MasterCard excludes these Special Items because its management monitors significant one-time items separately from ongoing
operations and evaluates ongoing performance without these amounts. MasterCard presents non-GAAP financial measures to
enhance an investors understanding of MasterCard’s ongoing operating results and to facilitate meaningful comparison of its
results between periods. MasterCard’s management uses these non-GAAP financial measures to, among other things, evaluate
its ongoing operations in relation to historical results, for internal planning and forecasting purposes and in the calculation of
performance-based compensation. See “Overview” and “Financial Results” sections for the tables that provide a reconciliation
of the operating results and growth to the most directly comparable GAAP measure. The presentation of non-GAAP financial
measures should not be considered in isolation or as a substitute for the Companys related financial results prepared in
accordance with GAAP.
Overview
We recorded net income of $3.8 billion, or $3.35 per diluted share in 2015 versus net income of $3.6 billion, or $3.10 per diluted
share in 2014. Reported net income grew 5% in 2015 versus the comparable period in 2014.
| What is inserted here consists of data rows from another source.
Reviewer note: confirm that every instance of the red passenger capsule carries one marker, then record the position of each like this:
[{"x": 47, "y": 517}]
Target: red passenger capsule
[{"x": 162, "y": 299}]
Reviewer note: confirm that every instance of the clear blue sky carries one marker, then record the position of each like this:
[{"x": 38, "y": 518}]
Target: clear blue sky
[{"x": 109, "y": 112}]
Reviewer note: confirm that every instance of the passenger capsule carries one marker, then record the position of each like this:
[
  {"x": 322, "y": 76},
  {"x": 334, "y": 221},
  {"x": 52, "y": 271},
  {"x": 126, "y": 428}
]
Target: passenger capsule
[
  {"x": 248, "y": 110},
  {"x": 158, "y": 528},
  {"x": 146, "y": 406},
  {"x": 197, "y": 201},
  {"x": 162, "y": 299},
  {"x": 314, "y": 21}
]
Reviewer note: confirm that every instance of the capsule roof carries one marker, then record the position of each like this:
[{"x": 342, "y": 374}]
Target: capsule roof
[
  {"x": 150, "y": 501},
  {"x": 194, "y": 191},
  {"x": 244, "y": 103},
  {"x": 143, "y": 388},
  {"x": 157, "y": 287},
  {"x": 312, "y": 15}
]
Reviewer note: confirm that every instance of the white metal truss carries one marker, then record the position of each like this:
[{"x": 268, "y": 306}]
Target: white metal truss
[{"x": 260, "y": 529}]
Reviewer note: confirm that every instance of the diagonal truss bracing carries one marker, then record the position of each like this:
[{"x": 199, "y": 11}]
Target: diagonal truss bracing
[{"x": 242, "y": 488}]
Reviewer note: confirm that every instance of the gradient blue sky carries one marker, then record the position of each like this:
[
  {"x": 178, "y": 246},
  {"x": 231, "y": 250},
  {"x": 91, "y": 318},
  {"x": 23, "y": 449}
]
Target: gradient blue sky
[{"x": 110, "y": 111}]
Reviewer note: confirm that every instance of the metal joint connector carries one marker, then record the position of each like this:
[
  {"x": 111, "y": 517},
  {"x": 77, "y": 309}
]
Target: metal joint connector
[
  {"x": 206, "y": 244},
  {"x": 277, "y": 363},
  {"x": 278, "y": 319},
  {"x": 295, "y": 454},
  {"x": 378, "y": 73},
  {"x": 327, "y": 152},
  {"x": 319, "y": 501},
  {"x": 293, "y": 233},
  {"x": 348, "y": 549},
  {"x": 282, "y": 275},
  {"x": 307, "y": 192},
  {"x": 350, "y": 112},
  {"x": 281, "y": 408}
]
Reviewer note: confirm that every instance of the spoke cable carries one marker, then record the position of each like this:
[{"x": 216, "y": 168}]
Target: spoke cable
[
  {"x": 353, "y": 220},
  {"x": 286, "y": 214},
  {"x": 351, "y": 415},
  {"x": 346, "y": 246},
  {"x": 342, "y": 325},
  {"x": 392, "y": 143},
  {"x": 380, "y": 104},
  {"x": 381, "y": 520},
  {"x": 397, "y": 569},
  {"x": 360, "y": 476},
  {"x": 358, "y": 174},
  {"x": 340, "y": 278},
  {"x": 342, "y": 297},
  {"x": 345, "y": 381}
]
Excluding the impact of the Special Items, we had adjusted net income of $3.9 billion, or $3.43 per adjusted diluted share in
2015. Adjusted net income increased 8% in 2015 versus the comparable period in 2014. The increase in adjusted net income
was driven by:
Net revenue growth of 2%, primarily driven by increases across our revenue categories and the impact from acquisitions,
which contributed 2 percentage points of growth, partially offset by higher rebates and incentives and the impact from
foreign currency translation, which decreased growth by 6 percentage points. In 2015, our processed transactions
increased 12% versus the comparable period in the prior year. In 2015, our gross dollar volumes increased 13% and
our cross-border volume increased 16%, both on a local currency basis, versus the comparable period in the prior year,
respectively.
Excluding the impact of Special Items, adjusted operating expenses in 2015 increased 3%, primarily due to higher general
and administrative expenses as a result of acquisitions and higher data processing costs, partially offset by improved
cost control initiatives and the favorable impact of foreign currency translation and transaction gains. Including the
impact of Special Items, operating expenses increased 6% in 2015 versus the comparable period in 2014.
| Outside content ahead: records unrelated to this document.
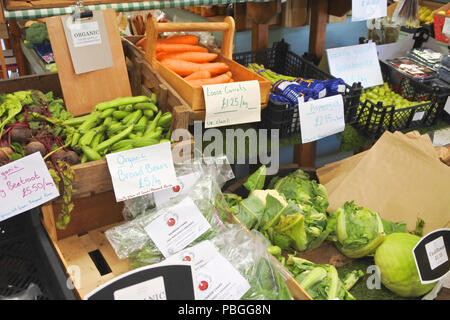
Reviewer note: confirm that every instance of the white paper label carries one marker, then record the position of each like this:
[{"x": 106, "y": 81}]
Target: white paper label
[
  {"x": 24, "y": 185},
  {"x": 215, "y": 276},
  {"x": 447, "y": 106},
  {"x": 446, "y": 28},
  {"x": 368, "y": 9},
  {"x": 321, "y": 118},
  {"x": 85, "y": 34},
  {"x": 232, "y": 103},
  {"x": 178, "y": 227},
  {"x": 436, "y": 252},
  {"x": 198, "y": 255},
  {"x": 441, "y": 137},
  {"x": 418, "y": 115},
  {"x": 185, "y": 183},
  {"x": 219, "y": 280},
  {"x": 141, "y": 171},
  {"x": 357, "y": 63},
  {"x": 148, "y": 290}
]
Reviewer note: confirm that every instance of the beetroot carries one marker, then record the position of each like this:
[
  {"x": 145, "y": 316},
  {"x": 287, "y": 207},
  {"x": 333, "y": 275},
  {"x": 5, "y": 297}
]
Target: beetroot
[
  {"x": 35, "y": 146},
  {"x": 4, "y": 152},
  {"x": 20, "y": 134}
]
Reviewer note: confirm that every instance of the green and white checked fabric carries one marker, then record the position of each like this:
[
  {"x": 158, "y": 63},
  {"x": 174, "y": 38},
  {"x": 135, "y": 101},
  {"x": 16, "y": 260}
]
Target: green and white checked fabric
[{"x": 121, "y": 7}]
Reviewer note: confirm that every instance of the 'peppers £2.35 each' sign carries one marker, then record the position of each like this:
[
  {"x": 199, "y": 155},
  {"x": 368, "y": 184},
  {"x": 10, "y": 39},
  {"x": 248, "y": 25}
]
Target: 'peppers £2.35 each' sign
[{"x": 24, "y": 185}]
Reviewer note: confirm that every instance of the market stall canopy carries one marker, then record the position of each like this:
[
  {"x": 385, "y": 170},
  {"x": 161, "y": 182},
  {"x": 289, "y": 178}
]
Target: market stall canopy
[{"x": 18, "y": 9}]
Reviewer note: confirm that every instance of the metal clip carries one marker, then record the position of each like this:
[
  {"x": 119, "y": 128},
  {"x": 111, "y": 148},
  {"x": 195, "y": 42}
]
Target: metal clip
[{"x": 80, "y": 13}]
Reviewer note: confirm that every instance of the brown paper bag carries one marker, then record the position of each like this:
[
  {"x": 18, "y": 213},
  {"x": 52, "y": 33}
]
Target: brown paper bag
[{"x": 400, "y": 178}]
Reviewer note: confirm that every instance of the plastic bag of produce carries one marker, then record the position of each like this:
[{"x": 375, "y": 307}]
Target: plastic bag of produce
[
  {"x": 238, "y": 260},
  {"x": 187, "y": 172},
  {"x": 193, "y": 217}
]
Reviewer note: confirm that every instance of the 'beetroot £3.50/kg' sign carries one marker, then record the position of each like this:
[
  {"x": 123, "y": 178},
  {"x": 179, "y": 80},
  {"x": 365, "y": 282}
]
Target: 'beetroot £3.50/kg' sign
[{"x": 24, "y": 185}]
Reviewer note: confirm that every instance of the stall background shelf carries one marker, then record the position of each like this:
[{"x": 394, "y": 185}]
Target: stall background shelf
[{"x": 120, "y": 7}]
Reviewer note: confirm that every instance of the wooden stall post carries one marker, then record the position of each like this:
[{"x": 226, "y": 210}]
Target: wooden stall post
[{"x": 260, "y": 13}]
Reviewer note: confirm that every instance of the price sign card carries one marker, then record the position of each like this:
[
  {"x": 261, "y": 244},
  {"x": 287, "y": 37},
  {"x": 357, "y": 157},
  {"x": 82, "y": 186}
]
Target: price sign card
[
  {"x": 178, "y": 227},
  {"x": 88, "y": 43},
  {"x": 215, "y": 277},
  {"x": 185, "y": 183},
  {"x": 141, "y": 171},
  {"x": 446, "y": 28},
  {"x": 357, "y": 63},
  {"x": 321, "y": 118},
  {"x": 431, "y": 255},
  {"x": 368, "y": 9},
  {"x": 24, "y": 185},
  {"x": 232, "y": 103}
]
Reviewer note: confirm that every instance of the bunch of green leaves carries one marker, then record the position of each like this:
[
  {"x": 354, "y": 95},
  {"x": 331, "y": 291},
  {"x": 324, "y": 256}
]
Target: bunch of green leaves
[
  {"x": 358, "y": 231},
  {"x": 63, "y": 175},
  {"x": 266, "y": 283},
  {"x": 291, "y": 213},
  {"x": 298, "y": 187},
  {"x": 130, "y": 240}
]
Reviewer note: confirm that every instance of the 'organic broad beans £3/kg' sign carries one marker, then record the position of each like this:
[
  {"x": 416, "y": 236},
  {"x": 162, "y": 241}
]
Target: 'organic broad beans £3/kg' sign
[{"x": 141, "y": 171}]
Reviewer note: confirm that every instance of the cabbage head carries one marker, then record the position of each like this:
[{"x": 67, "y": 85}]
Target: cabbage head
[
  {"x": 398, "y": 269},
  {"x": 357, "y": 232}
]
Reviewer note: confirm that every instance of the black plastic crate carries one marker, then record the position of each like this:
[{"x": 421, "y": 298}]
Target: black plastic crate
[
  {"x": 372, "y": 119},
  {"x": 27, "y": 256},
  {"x": 280, "y": 60}
]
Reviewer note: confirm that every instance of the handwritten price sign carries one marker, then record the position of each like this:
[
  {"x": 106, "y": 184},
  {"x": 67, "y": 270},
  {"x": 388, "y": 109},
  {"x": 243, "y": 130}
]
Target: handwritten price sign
[
  {"x": 232, "y": 103},
  {"x": 24, "y": 185},
  {"x": 141, "y": 171},
  {"x": 356, "y": 64},
  {"x": 321, "y": 118},
  {"x": 368, "y": 9}
]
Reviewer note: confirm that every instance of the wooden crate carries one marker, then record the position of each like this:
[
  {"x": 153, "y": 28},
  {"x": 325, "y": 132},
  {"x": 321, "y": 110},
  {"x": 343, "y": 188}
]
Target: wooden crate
[
  {"x": 93, "y": 177},
  {"x": 194, "y": 95},
  {"x": 296, "y": 290},
  {"x": 82, "y": 247}
]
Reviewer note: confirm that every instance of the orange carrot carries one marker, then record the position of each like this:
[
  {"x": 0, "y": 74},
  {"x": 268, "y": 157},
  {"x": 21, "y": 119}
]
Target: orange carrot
[
  {"x": 141, "y": 43},
  {"x": 181, "y": 67},
  {"x": 223, "y": 78},
  {"x": 198, "y": 75},
  {"x": 197, "y": 57},
  {"x": 185, "y": 68},
  {"x": 173, "y": 47},
  {"x": 215, "y": 68},
  {"x": 184, "y": 39}
]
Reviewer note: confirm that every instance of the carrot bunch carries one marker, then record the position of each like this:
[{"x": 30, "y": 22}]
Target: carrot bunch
[{"x": 194, "y": 63}]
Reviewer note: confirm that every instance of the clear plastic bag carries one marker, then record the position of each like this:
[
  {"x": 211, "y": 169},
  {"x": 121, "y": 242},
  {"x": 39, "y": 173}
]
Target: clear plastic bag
[
  {"x": 247, "y": 252},
  {"x": 217, "y": 167},
  {"x": 130, "y": 240}
]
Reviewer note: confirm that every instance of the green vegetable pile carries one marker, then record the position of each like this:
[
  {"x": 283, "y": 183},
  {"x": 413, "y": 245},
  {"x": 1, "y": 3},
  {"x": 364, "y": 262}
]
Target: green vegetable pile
[
  {"x": 389, "y": 108},
  {"x": 31, "y": 121},
  {"x": 25, "y": 129},
  {"x": 291, "y": 213},
  {"x": 118, "y": 125},
  {"x": 321, "y": 281}
]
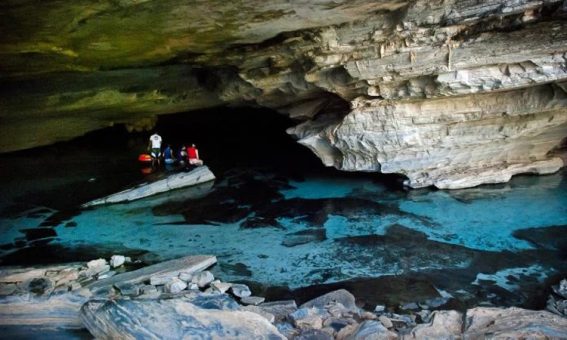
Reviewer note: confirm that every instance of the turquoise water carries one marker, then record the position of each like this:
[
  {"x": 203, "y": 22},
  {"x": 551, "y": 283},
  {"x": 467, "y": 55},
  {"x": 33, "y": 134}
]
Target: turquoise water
[{"x": 289, "y": 223}]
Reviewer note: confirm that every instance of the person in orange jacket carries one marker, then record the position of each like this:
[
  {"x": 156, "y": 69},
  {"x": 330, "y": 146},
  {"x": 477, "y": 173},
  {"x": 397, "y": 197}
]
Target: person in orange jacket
[{"x": 193, "y": 155}]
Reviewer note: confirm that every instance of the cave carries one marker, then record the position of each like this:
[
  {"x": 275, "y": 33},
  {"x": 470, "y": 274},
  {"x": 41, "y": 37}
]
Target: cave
[{"x": 370, "y": 168}]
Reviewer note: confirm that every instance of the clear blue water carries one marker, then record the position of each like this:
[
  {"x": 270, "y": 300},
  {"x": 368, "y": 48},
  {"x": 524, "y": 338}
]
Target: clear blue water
[{"x": 280, "y": 223}]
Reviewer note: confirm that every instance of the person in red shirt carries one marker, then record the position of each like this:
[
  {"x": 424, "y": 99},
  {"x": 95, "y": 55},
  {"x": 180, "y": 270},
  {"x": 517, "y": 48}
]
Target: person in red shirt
[{"x": 193, "y": 155}]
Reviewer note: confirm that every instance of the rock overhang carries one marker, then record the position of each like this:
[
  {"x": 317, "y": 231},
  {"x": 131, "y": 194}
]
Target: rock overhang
[{"x": 391, "y": 86}]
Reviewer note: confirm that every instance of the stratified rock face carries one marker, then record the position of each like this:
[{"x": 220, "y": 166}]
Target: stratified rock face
[{"x": 449, "y": 93}]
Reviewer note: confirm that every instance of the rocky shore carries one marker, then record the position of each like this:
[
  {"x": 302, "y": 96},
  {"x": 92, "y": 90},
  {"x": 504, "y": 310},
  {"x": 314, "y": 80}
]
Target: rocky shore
[{"x": 181, "y": 299}]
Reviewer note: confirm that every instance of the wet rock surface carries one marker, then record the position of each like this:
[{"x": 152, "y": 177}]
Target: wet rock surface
[{"x": 172, "y": 310}]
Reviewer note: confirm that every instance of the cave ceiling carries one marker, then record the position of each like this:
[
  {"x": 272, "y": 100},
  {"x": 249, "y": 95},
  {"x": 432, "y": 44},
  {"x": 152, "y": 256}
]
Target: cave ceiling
[{"x": 365, "y": 79}]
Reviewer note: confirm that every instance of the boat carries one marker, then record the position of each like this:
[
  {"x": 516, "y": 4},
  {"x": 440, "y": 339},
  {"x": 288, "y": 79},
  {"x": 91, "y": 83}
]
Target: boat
[{"x": 174, "y": 181}]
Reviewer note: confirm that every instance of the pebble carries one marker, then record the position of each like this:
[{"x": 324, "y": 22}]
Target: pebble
[
  {"x": 117, "y": 260},
  {"x": 252, "y": 300},
  {"x": 240, "y": 290},
  {"x": 175, "y": 286},
  {"x": 203, "y": 278},
  {"x": 386, "y": 322}
]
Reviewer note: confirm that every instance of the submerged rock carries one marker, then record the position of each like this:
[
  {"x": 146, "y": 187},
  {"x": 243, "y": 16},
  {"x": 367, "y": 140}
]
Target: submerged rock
[{"x": 171, "y": 319}]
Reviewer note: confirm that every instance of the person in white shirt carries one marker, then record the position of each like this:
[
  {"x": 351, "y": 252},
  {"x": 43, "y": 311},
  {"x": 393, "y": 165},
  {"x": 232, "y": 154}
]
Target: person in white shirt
[{"x": 155, "y": 147}]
Total other expense increased to $120 million in 2015 versus $27 million for the comparable period in 2014, resulting
from impairment charges taken on certain investments in 2015 and higher interest expense resulting from incremental
debt issued in 2014 and 2015.
An improved effective tax rate of 23.2% in 2015 versus an effective tax rate of 28.8% in the comparable period in 2014,
due to the recognition of discrete tax benefits in 2015 resulting from the favorable impact of settlements with tax
authorities and the recognition of U.S. foreign tax credit benefits.